TimeOutCreditCards - The Story So Far (Version. 1 published Sunday 1st January 2017) is the evolving story of how six credit card companies after having charged interest rates of up to 48% for over 10 years were politely asked to reduce their rates (they had already received over four times their expense so that the cards could be paid off ) - All REFUSED

One is being used here by way of example.

After more than 10 years as a good payer our borrower asked SIX Credit Card companies to reduce their high rates (+48%) so they could be paid off, ALL REFUSED.

A revolving account is an account created by a lender to represent debts where the outstanding balance does not have to be paid in full every month by the borrower to the lender. The borrower may be required to make a minimum payment, based on the balance amount. However, the borrower normally has the discretion to pay the lender any amount between the minimum payment and the full balance. If the balance is not paid in full by the end of a monthly billing period, the remaining balance will roll over or "revolve" into the next month. Interest will be charged on that amount and added to the balance. The most common example of a revolving account is a CREDIT CARD.

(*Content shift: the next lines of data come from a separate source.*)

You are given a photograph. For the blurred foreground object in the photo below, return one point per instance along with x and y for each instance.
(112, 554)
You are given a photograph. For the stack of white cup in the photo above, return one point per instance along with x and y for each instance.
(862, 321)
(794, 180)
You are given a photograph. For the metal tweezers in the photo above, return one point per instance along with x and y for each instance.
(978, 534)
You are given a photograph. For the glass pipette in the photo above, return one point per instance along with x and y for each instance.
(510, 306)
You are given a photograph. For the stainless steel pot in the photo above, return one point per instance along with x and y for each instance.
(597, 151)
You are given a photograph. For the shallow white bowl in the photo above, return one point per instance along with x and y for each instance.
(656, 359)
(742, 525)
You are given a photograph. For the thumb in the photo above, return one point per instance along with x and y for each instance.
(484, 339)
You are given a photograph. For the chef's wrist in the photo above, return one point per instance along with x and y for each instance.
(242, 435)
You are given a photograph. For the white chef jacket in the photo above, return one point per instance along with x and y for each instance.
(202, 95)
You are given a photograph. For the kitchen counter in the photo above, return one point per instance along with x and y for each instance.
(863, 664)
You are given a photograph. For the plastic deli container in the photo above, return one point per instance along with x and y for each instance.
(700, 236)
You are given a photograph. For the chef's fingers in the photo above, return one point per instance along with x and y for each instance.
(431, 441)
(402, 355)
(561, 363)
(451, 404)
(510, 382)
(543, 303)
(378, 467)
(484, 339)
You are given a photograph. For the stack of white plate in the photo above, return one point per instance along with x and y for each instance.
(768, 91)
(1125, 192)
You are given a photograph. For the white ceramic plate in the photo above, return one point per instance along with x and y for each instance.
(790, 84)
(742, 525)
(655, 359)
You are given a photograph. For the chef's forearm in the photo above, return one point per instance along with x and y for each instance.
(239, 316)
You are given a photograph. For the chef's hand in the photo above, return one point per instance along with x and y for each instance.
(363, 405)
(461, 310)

Banks generally borrow the money they then lend to their customers. As they receive very low-interest loans from other firms, they may borrow as much as their customers require, while lending their capital to other borrowers at higher rates. If the card issuer charges 15% on money lent to users, and it costs 5% to borrow the money to lend, and the balance sits with the cardholder for a year, the issuer earns 10% on the loan. This 10% difference is the "net interest spread" and the 5% is the "interest expense".

The higher fees originally charged were claimed to be designed to recoup the card operator's overall business costs and to try to ensure that the credit card business as a whole generated a profit, rather than simply recovering the cost to the provider of the limit breach, which has been estimated as typically between £3–£4. Profiting from a customer's mistakes is arguably not permitted under UK common law, if the charges constitute penalties for breach of contract, or under the Unfair Terms in Consumer Contracts Regulations 1999.